Еве всегда казалось, что для бабушки, ни разу не заведшей романа после смерти мужа, полноценными людьми все равно были только мужчины, из которых она безошибочно выбирала достойных ее внимания.
А мужчиной из мужчин был внук Юра – с самого своего рожденья.
– А папа? – спросила Ева. – Неужели он не чувствовал, что ты его не любила?

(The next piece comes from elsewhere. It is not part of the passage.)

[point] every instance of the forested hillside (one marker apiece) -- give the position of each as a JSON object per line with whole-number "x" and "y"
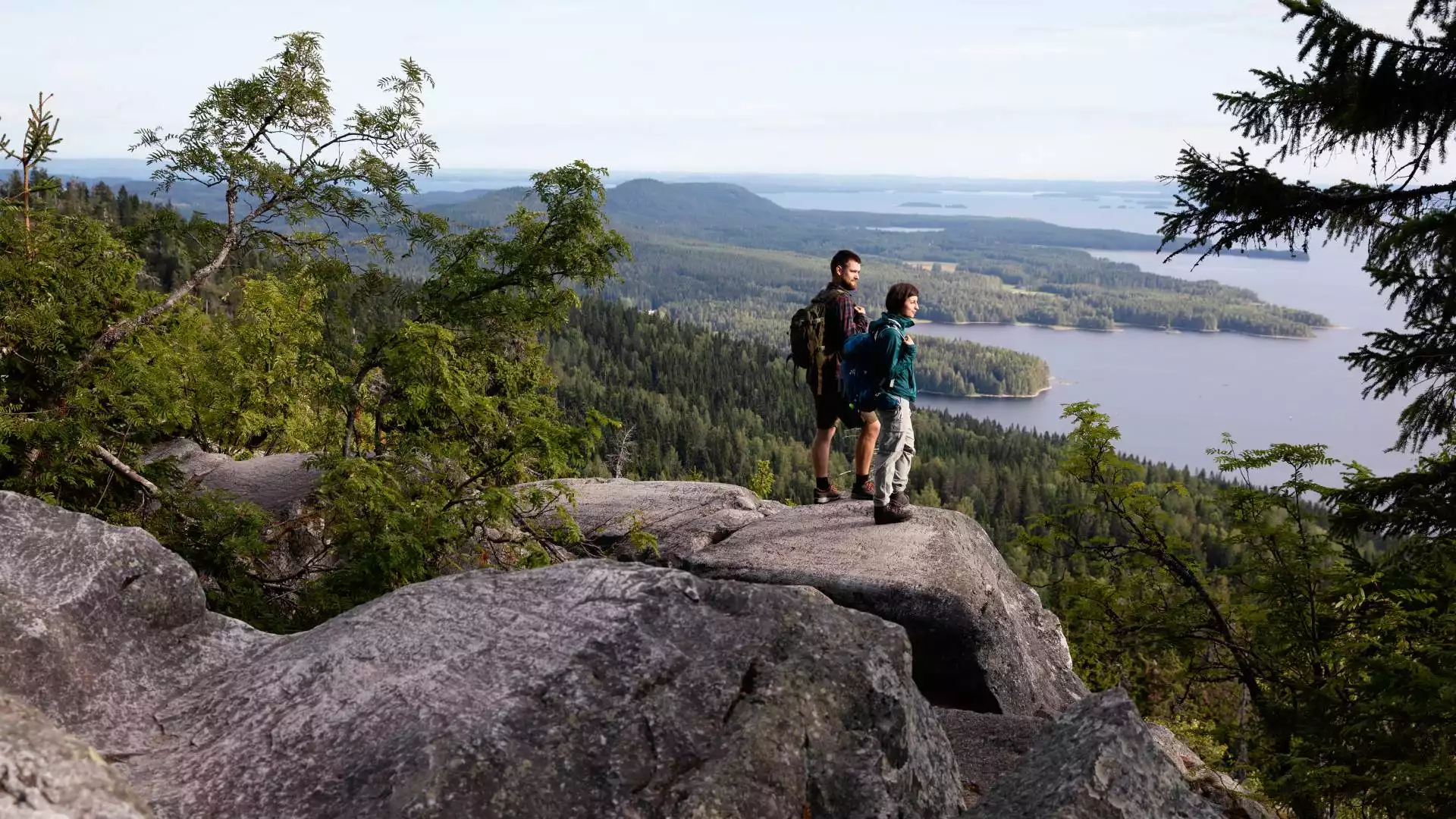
{"x": 702, "y": 404}
{"x": 693, "y": 242}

– Чувствовал, конечно, – кивнула Надя. – Все он чувствовал, мучился ужасно и ничего ведь поделать не мог… У нас с ним нелегко начиналась жизнь, Евочка, и все из-за меня. Хотя, может быть, – добавила она, – из-за этого он все остальное легче переносил – с ногой. Все удивлялись, говорили, что сила воли у него необыкновенная, а я чувствовала: ему все ерундой кажется по сравнению с тем, что я его не люблю… Однажды, знаешь, мне просто страшно стало. – Она посмотрела на Еву знакомым испытующим взглядом, словно проверяя, можно ли рассказать. – Уже Юрка у нас родился, мы уже год вместе жили. Но у меня бывали сны… Очень я в них себя чувствовала счастливой! Теперь-то понимаю: просто потому, что беззаботной. Да, так вот, снится мне какой-то сад, цветы все цветут одновременно, как никогда не бывает, я даже запахи во сне чувствовала – ландышей, маттиолы… А я сижу на маленькой скамеечке, в каком-то легком платье, и разговариваю с мужчиной, который у ног моих сидит на траве. Я даже лица его не различаю, но мне так хорошо, так легко, и век бы так сидела, говорила обо всем! И вдруг понимаю: сейчас ведь Валя за мной придет, нам надо будет куда-то уйти, ничего не поделаешь, надо, надо… И так мне тоскливо становится, хоть в петлю: куда, зачем уходить из этого сада? Я проснулась от тоски, лежу, чуть не плачу. Вдруг чувствую: Валя не спит. Поворачиваюсь к нему и вижу: у него такая мука на лице, что сил нет смотреть. И вдруг он меня спрашивает: неужели тебе со мной до сих пор тягостно, Надя?.. Я ему: что ты, Валечка, почему это ты вдруг? Подумала, что, может быть, разговаривала во сне, хотя никогда ведь раньше… А он говорит: извини, милая, это мне просто сон дурацкий приснился. И рассказывает сон: как будто он входит в какой-то сад, а там я сижу на низенькой скамеечке, у ног моих какой-то мужчина, мы разговариваем… И все то же самое! Он весь был на меня настроен, даже во сне… Мне страшно стало, Ева.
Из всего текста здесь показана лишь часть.